Oltre alle novità normative sopra indicate, la Legge di conversione del D.L. n. 83/2015 ha apportato alla Legge Fallimentare ulteriori rilevanti modificazioni di seguito sinteticamente descritte.Il contenuto del piano concordatario, oltre alla descrizione delle modalità e dei tempi di adempimento della proposta, dovrà indicare anche “l’utilità specificamente individuata ed economicamente valutabile che il proponente si obbliga ad assicurare a ciascun creditore”.

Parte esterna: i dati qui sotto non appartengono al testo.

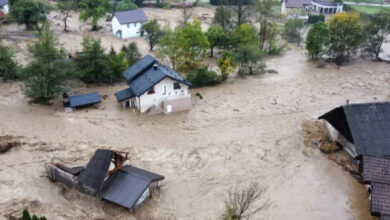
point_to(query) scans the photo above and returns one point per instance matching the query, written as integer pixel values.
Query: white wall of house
(125, 31)
(5, 9)
(162, 91)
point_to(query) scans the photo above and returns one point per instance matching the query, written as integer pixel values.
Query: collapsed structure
(108, 177)
(364, 132)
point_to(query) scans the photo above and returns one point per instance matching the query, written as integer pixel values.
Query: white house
(4, 8)
(154, 88)
(126, 24)
(326, 7)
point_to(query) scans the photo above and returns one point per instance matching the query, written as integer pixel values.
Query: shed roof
(3, 2)
(126, 186)
(124, 94)
(375, 169)
(380, 199)
(297, 3)
(138, 68)
(366, 125)
(84, 100)
(131, 16)
(96, 170)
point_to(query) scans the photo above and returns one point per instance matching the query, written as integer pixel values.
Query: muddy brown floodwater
(252, 129)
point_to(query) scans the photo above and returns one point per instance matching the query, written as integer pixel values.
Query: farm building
(154, 88)
(362, 129)
(124, 185)
(127, 24)
(4, 8)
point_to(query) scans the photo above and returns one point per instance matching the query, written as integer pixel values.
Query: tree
(223, 16)
(346, 31)
(216, 37)
(66, 7)
(292, 30)
(94, 9)
(132, 54)
(44, 77)
(317, 40)
(31, 13)
(94, 66)
(8, 66)
(241, 203)
(126, 5)
(375, 32)
(153, 32)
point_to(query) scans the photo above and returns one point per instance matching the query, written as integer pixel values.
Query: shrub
(203, 77)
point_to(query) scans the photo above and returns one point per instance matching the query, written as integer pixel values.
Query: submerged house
(362, 129)
(107, 176)
(154, 88)
(127, 24)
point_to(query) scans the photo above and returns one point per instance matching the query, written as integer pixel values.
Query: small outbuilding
(127, 24)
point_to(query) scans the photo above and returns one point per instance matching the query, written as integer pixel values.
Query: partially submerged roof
(297, 3)
(131, 16)
(84, 100)
(124, 94)
(127, 185)
(375, 169)
(96, 170)
(367, 126)
(139, 67)
(380, 199)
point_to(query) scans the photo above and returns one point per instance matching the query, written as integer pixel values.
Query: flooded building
(154, 88)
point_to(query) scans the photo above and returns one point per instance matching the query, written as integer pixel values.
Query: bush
(316, 18)
(203, 77)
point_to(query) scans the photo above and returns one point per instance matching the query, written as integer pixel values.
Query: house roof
(96, 170)
(380, 199)
(131, 16)
(152, 76)
(297, 3)
(375, 169)
(126, 186)
(3, 2)
(84, 100)
(366, 125)
(124, 94)
(139, 67)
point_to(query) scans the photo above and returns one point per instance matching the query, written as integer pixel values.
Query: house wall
(128, 30)
(146, 102)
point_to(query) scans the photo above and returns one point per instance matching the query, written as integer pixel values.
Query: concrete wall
(163, 90)
(128, 30)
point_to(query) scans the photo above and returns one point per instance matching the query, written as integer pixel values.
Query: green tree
(132, 54)
(224, 17)
(94, 9)
(94, 66)
(317, 40)
(44, 77)
(66, 8)
(8, 66)
(153, 32)
(292, 30)
(346, 31)
(125, 5)
(375, 32)
(216, 37)
(31, 13)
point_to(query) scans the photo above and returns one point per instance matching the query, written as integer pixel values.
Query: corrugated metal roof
(131, 16)
(124, 94)
(84, 100)
(366, 125)
(96, 170)
(138, 68)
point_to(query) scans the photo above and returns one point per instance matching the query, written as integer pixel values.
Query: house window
(176, 85)
(151, 91)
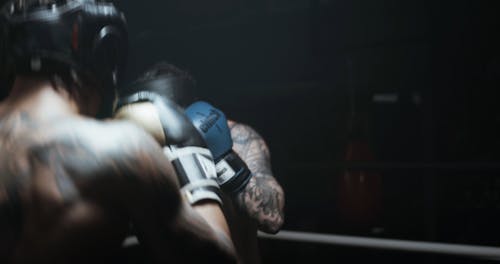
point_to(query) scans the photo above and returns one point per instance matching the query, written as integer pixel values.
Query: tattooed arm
(263, 198)
(186, 237)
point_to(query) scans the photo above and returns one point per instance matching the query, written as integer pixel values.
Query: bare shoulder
(115, 155)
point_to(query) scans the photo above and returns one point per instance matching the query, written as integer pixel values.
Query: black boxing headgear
(86, 38)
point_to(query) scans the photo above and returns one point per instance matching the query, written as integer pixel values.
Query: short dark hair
(178, 84)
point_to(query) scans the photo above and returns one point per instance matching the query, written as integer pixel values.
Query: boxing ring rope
(482, 252)
(478, 252)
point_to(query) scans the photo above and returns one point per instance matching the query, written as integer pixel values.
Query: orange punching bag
(359, 190)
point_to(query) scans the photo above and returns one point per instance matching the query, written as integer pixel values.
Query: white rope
(482, 252)
(485, 252)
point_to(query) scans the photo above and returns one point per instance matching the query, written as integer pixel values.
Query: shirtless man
(70, 185)
(260, 204)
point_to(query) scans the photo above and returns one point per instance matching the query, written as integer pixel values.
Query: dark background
(381, 116)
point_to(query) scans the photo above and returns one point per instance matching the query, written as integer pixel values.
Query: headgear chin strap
(85, 37)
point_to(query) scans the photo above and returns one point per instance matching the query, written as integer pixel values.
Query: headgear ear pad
(82, 36)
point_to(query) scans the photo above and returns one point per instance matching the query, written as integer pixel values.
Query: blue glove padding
(232, 172)
(212, 124)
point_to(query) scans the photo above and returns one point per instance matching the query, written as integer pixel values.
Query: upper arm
(166, 223)
(263, 198)
(252, 148)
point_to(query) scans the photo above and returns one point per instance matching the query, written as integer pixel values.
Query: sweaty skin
(70, 186)
(263, 198)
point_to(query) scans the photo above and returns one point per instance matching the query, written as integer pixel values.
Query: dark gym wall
(420, 76)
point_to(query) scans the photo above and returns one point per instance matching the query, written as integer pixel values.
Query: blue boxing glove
(232, 172)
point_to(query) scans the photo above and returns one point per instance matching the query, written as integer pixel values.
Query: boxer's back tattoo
(48, 168)
(263, 197)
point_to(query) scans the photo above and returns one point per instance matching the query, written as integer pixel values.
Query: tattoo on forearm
(263, 198)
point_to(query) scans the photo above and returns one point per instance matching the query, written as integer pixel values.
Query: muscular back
(69, 186)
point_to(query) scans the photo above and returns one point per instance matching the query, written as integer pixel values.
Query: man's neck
(40, 97)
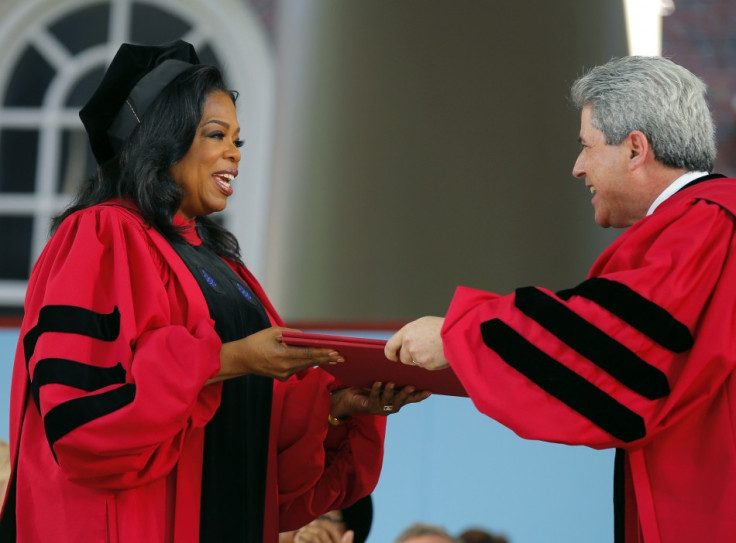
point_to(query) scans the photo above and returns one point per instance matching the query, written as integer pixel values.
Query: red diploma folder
(365, 364)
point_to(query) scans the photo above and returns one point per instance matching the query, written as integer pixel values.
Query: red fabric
(683, 471)
(134, 474)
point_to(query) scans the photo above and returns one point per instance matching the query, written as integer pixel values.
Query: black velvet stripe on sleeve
(70, 319)
(74, 374)
(562, 383)
(592, 343)
(644, 315)
(67, 416)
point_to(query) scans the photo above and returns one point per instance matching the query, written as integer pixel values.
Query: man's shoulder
(720, 191)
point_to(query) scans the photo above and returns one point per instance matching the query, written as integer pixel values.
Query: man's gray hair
(657, 97)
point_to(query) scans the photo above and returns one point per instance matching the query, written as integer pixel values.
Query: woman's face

Inoltre, nell’ottica di rendere maggiormente efficiente ed integrata l’azione dei singoli organi della procedura, sono state introdotte le seguenti disposizioni: • il Commissario Giudiziale, ai sensi dell’art. 165,

ultimo comma L.F., è tenuto a comunicare senza ritardo al Pubblico Ministero i fatti dei quali viene a conoscenza nello svolgimento delle proprie funzioni che possono essere rilevanti ai fini delle indagini preliminari in sede penale;

• la relazione sulle cause del dissesto, sulla condotta del debitore, sulle proposte di concordato e sulle garanze offerte ai creditori che il Commissario Giudiziale è tenuto a redigere in forza dell’art. 172 L.F., dovrà contenere anche l’indicazione delle utilità che, in caso di fallimento, possono essere apportate dalle azioni risarcitorie, recuperatorie o revocatorie che potrebbero essere promosse nei confronti di terzi.

Conclusioni

Nonostante gli intenti di integrare una disciplina già oltremodo complessa ed articolata, molti dubbi permangono tutt’ora in merito all’interpretazione letterale delle norme sopra citate ed alla loro conseguente implementazione. Ed infatti, già ad una prima lettura degli articoli come riformati, è possibile individuare diversi aspetti la cui attuazione rimane incerta. Indispensa-bile sarà, pertanto, ai fini dell’applicazione pratica e corretta interpretazione delle novità intervenute, il contributo esegetico degli operatori di settore.